Patients diagnosed to have CD or ITB based on standard recommended criteria were enrolled. Children with inflammatory bowel disease unclassified or suspected ITB or CD with incomplete work-up or lost to follow-up were excluded. The clinical and laboratory (radiology, endoscopy, and histology) details of children were analyzed.

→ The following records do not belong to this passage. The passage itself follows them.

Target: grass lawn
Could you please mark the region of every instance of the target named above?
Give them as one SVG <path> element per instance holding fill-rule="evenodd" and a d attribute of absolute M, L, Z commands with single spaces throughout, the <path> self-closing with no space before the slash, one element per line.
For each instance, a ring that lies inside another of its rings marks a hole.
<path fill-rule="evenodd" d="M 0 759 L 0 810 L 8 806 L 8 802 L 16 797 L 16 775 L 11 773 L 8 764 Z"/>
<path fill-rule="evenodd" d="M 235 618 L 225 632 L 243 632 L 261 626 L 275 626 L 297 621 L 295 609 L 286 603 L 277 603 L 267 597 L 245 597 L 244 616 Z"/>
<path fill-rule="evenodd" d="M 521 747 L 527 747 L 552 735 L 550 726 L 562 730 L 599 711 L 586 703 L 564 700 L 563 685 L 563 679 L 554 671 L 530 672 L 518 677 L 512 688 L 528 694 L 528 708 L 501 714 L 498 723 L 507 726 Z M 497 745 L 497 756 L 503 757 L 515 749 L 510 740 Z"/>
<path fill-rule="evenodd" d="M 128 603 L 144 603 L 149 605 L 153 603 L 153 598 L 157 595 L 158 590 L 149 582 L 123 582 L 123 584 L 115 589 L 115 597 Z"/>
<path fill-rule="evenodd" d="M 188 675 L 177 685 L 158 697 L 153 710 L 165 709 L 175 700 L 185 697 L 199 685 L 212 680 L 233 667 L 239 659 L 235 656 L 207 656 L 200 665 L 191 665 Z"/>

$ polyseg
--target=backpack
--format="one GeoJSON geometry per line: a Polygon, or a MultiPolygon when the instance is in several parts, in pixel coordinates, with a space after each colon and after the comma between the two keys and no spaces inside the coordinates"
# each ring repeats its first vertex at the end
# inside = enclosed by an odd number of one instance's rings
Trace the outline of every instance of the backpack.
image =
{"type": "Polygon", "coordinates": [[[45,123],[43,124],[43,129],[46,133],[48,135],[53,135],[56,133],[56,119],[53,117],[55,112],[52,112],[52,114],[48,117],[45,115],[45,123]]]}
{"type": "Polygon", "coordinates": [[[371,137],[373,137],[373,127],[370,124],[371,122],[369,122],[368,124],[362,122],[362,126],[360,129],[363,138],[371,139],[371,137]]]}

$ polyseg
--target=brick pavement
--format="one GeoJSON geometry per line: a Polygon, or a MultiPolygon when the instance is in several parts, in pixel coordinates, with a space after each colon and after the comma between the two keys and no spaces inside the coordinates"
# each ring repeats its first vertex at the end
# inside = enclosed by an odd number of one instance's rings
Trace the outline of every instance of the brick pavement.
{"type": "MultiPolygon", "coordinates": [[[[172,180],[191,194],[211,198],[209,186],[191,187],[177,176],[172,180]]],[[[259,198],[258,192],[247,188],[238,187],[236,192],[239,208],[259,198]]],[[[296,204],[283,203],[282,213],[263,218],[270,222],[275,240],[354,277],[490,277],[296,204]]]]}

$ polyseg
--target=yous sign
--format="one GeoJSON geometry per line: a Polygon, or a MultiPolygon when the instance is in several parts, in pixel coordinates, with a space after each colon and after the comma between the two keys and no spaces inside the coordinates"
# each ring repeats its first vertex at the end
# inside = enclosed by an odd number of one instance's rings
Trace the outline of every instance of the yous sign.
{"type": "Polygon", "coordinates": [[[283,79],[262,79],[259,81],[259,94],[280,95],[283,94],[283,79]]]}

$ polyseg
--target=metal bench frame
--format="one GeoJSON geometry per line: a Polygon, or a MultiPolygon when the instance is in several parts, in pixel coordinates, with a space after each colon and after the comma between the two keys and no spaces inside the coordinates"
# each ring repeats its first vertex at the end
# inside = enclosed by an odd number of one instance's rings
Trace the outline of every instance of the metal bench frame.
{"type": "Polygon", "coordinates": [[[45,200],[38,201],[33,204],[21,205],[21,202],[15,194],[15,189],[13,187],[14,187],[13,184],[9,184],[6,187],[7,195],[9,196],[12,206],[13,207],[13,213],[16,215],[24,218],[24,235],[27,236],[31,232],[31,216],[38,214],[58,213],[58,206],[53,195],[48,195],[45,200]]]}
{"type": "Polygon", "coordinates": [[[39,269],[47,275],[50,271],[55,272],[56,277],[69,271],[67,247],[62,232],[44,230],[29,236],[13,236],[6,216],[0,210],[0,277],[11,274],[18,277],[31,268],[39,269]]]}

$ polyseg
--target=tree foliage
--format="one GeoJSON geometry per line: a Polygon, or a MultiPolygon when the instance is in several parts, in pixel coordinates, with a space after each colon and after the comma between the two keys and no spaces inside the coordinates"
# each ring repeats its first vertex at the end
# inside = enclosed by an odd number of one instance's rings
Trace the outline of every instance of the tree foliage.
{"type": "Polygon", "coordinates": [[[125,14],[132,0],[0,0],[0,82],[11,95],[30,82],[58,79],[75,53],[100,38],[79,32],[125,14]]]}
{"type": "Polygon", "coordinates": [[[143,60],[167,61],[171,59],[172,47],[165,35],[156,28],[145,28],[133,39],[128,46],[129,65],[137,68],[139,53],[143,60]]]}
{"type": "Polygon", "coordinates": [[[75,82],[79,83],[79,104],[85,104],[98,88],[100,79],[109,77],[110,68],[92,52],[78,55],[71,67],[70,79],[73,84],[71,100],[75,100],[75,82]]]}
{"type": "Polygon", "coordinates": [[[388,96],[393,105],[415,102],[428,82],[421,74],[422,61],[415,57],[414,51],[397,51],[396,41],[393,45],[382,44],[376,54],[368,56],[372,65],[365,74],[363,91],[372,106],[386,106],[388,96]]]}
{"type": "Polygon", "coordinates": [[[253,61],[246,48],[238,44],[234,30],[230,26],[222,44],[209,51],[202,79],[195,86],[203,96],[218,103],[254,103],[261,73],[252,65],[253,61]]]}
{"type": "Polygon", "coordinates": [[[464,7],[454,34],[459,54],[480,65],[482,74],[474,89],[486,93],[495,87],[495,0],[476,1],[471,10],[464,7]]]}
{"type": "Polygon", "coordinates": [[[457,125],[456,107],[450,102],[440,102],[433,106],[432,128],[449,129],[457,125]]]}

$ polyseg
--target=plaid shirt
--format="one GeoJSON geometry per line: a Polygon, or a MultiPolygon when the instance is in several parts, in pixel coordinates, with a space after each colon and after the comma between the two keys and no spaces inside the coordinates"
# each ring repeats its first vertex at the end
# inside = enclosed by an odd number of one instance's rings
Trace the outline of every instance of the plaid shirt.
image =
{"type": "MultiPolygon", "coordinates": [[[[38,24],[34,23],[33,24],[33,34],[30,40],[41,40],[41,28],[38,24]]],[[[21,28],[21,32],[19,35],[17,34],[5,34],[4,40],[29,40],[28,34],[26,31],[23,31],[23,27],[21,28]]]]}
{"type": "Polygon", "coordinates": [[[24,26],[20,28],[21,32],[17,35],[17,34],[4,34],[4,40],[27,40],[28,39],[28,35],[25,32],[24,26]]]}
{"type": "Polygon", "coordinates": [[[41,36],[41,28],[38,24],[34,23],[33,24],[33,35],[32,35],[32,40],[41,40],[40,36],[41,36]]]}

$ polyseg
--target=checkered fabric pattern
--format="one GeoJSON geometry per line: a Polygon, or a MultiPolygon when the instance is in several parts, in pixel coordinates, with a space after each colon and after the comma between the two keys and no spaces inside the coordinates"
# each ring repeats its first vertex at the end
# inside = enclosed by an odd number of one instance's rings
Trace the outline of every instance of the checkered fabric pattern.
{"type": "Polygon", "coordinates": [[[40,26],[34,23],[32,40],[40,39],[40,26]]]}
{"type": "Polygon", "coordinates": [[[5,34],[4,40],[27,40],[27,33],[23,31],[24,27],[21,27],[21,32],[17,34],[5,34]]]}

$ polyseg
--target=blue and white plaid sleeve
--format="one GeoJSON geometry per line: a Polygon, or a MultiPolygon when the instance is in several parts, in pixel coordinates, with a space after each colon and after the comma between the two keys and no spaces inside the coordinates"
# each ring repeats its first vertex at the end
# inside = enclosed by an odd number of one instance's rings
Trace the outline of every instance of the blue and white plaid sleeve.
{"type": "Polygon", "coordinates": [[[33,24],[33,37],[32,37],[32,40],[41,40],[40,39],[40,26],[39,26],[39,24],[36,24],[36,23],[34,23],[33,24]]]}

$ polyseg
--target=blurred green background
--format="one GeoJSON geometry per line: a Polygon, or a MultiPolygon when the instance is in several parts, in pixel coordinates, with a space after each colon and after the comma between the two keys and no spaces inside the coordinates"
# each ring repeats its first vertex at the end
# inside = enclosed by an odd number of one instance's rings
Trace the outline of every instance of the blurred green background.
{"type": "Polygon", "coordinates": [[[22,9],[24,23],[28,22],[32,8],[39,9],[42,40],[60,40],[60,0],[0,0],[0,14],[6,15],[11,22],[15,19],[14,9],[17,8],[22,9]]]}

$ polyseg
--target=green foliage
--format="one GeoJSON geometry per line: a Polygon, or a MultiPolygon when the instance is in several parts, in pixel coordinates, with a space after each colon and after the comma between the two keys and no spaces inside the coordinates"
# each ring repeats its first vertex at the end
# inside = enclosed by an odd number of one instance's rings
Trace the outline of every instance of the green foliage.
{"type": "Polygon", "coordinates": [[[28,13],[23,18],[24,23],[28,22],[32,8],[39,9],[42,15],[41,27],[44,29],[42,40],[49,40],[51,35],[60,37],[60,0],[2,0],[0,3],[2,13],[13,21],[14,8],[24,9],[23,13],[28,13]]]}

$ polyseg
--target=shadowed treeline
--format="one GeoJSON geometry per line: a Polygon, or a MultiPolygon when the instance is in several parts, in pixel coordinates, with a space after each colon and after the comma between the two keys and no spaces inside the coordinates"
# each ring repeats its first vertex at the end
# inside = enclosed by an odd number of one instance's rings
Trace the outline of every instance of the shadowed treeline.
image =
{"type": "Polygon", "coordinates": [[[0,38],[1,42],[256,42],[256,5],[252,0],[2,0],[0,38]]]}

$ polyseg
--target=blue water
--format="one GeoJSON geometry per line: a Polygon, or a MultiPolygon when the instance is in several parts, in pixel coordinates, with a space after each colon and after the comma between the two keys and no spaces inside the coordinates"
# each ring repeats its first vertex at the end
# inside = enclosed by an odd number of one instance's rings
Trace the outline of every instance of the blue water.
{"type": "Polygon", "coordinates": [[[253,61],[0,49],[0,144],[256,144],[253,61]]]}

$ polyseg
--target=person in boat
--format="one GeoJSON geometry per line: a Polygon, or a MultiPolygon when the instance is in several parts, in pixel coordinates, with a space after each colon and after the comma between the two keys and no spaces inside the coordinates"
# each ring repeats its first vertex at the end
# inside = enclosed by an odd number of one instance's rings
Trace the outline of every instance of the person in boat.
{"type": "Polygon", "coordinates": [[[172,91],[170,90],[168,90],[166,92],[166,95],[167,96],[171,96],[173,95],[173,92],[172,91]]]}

Twenty cases of ITB (14 [3–17] years) and 23 of CD (11 [1–17] years) were enrolled. Presentation with chronic diarrhea (82% vs 40%; P = 0.006) and blood in stool (74% vs 10%; P = 0.001) favored CD, whereas subacute intestinal obstruction (20% vs 0%; P = 0.04) and ascites (30% vs 0%; P = 0.005) favored ITB. Presence of deep ulcers (61% vs 30%; P = 0.04), longitudinal ulcers (48% vs 15%; P = 0.02), involvement of multiple colonic segments (70% vs 35%; P = 0.02), left-sided colon (87% vs 40%; P = 0.003), extraintestinal manifestations (21.7% vs 0%; P = 0.02), and higher platelet count (3.9 vs 2.6 × 105/mm3; P = 0.02) favored CD. Isolated ileocecal involvement (40% vs 8.7%; P = 0.03) was a feature of ITB. TB bacilli were demonstrated in 40% ITB cases (colon-6, ascites-1, abdominal lymph node-1). On multivariate analysis, presence of blood in stool (odds ratio: 37.5 [confidence interval: 3.85–365.72], P = 0.002) and left-sided colonic involvement (odds ratio: 16.2 [confidence interval: 1.63–161.98], P = 0.02) were independent predictors of CD.


Microbiologic confirmation of tuberculosis is possible in 40% ITB cases. Presence of blood in stool and left-sided colonic involvement are the most important features favoring CD.